On Bitcoin

There have been quite a few mentions of bitcoin recently in the press, especially on slashdot. This virtual currency phenomenon is quite fascinating. Based purely on mathematics, the virtual bitcoins are created by searching through vast quantities of numbers looking for those with just the right properties. Each bitcoin (or portion of a bitcoin) is assigned to one and only one ECDSA public key, and only the user that knows the corresponding private key has the ability to give the bitcoin to someone else. Transactions are tracked by a loose collection of peer-to-peer servers, each of which takes in a block of transactions and attempts to compute a nonce value that gives rise to a hash with a certain number of leading zeroes. Once one of the servers finds such a nonce, it distributes the resulting block to the other servers and the process of looking for a new block including later transactions begins. The servers are motivated by the collection of transaction fees that are indicated by the spender in each transaction; essentially, this fee acts as a “bounty” for including the transaction in a record block. There is also currently a fixed amount of bitcoin awarded for each new block, although this will eventually go away. At that point, there will be only a fixed number (21 million) bitcoins in circulation and the transaction servers will run solely on the transaction fees.

I say the phenomenon is fascinating because, although bitcoins are just numbers with no intrinsic value outside the fact that they are mathematically interesting, there are people out there that will buy your bitcoins for real money. As of this writing, each bitcoin is worth approximately $18.40. Why is this happening?

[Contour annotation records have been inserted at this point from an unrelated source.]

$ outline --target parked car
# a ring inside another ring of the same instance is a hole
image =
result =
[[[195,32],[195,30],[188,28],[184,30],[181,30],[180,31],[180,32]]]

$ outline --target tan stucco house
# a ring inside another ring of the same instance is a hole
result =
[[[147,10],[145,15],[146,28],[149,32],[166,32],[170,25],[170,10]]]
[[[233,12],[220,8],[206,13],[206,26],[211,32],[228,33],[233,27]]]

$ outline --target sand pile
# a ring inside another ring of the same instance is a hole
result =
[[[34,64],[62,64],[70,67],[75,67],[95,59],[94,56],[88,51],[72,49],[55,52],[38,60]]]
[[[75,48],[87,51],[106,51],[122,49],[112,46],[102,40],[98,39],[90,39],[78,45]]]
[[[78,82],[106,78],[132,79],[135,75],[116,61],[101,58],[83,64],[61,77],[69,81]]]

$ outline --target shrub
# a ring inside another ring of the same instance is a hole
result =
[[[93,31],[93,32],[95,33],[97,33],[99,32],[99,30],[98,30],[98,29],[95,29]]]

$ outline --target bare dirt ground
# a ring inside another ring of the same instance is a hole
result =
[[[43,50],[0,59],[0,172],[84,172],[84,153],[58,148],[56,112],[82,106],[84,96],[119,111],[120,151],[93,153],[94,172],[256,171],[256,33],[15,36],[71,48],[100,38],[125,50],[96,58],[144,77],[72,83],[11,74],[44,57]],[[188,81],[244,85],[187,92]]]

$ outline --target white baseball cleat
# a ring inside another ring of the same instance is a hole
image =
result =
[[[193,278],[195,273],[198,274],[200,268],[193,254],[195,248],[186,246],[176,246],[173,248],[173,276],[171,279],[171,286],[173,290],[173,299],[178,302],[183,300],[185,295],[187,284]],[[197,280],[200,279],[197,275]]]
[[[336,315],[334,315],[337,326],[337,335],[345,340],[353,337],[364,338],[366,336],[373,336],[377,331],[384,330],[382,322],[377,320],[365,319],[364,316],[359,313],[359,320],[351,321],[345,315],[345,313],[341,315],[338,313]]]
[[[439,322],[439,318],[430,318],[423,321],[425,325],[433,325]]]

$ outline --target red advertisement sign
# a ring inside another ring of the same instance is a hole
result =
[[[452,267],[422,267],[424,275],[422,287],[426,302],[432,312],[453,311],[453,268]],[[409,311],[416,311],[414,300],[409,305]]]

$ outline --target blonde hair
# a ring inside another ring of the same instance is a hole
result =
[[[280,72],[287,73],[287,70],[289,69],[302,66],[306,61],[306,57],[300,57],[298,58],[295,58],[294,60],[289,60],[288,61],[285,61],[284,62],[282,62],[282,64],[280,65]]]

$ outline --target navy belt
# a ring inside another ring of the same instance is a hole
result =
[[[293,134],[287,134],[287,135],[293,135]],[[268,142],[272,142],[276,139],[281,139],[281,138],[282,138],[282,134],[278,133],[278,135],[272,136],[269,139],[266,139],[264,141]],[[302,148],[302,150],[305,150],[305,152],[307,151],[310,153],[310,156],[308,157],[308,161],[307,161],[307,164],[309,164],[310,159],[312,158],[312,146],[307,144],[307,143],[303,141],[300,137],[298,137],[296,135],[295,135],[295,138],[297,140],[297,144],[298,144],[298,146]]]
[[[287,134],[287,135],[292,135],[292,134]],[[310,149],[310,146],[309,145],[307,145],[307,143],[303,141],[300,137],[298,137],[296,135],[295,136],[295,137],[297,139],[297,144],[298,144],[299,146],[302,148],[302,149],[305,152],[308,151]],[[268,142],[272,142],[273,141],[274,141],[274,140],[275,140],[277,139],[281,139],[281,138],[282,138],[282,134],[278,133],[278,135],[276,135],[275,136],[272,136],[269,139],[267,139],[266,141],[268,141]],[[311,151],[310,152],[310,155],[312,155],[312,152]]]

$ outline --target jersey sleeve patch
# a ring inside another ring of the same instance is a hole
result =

Much has been made of the recent speculative bubble in bitcoin and the inevitable comparison to a Ponzi scheme has been made many times. Some have argued that the instability might make bitcoin unsuitable as a currency because it is not a reliable store of value.  (Btw, that last link is a hidden service on Tor. You won’t be able to view it unless you have Tor installed). The Keynesian argument is trotted out that deflation in a currency leads to hoarding and a slowdown in economic activity which leads to a further increase in the value of the currency. A tax on money holdings is one proposal designed to encourage spending and get the economy moving again.

The decentralized nature of bitcoin leads to a somewhat-anonymous system. While it is true that every transaction is tracked in the block chain history, there is no completely reliable way to tie individual users to individual transactions. It’s as if the whole table of everyone’s bank accounts and transfers between bank accounts were exposed to the world; however, every user can potentially have an infinite number of bank account numbers and there is no cumbersome know-your-customer regulations required when opening a new account. This privacy feature has led to the use of bitcoins to buy and sell illegal drugs, for example. (Sorry, another Tor hidden service.)

Lack of a central authority also means that there is no enforcement mechanism for debts. This is a key difference from fiat currencies which are all about debt. It is really the debt that weighs down an economy during times of deflation, as the payments become more and more difficult to make. It is the use of government force, including the power of taxation, that gives fiat currency its value.

This is where the arguments against bitcoin on the basis that it is inherently deflationary break down. Bitcoin is outside the control of any government and there is no way to force anyone to give their bitcoins to someone else. Based purely on the mathematical rules laid out by the bitcoin founder and followed by the vast majority of transaction servers, each fraction of a bitcoin is owned purely by the public key on record in the block chain. If the owner is careful to hide his real identity there is no way to force him to give up his bitcoin. It is a purely cash-on-the-barrelhead economy. Neither a borrower nor a lender can you be.

So from where exactly does bitcoin derive its value? We once used gold for money, and its value currently far exceeds any industrial demand for it as a pure commodity. Bitcoins seem to satisfy all the major requirements of money: they are scarce, standardized, easily divisible, and unforgeable. The only thing missing is any kind of tangible value outside of their use as a medium of exchange. But then, we currently use paper and electronic fiat currency about which the same observations can be made. Is bitcoin subject to speculative fluctuations? Yes, but then, so are many other commodities. Maybe that’s the price of freedom. Whether a virtual currency free of violence will have any value years from now is hard to tell. It may go the way of wampum and seashells that were once used for exchange. Then again, the phenomenon might just be here to stay.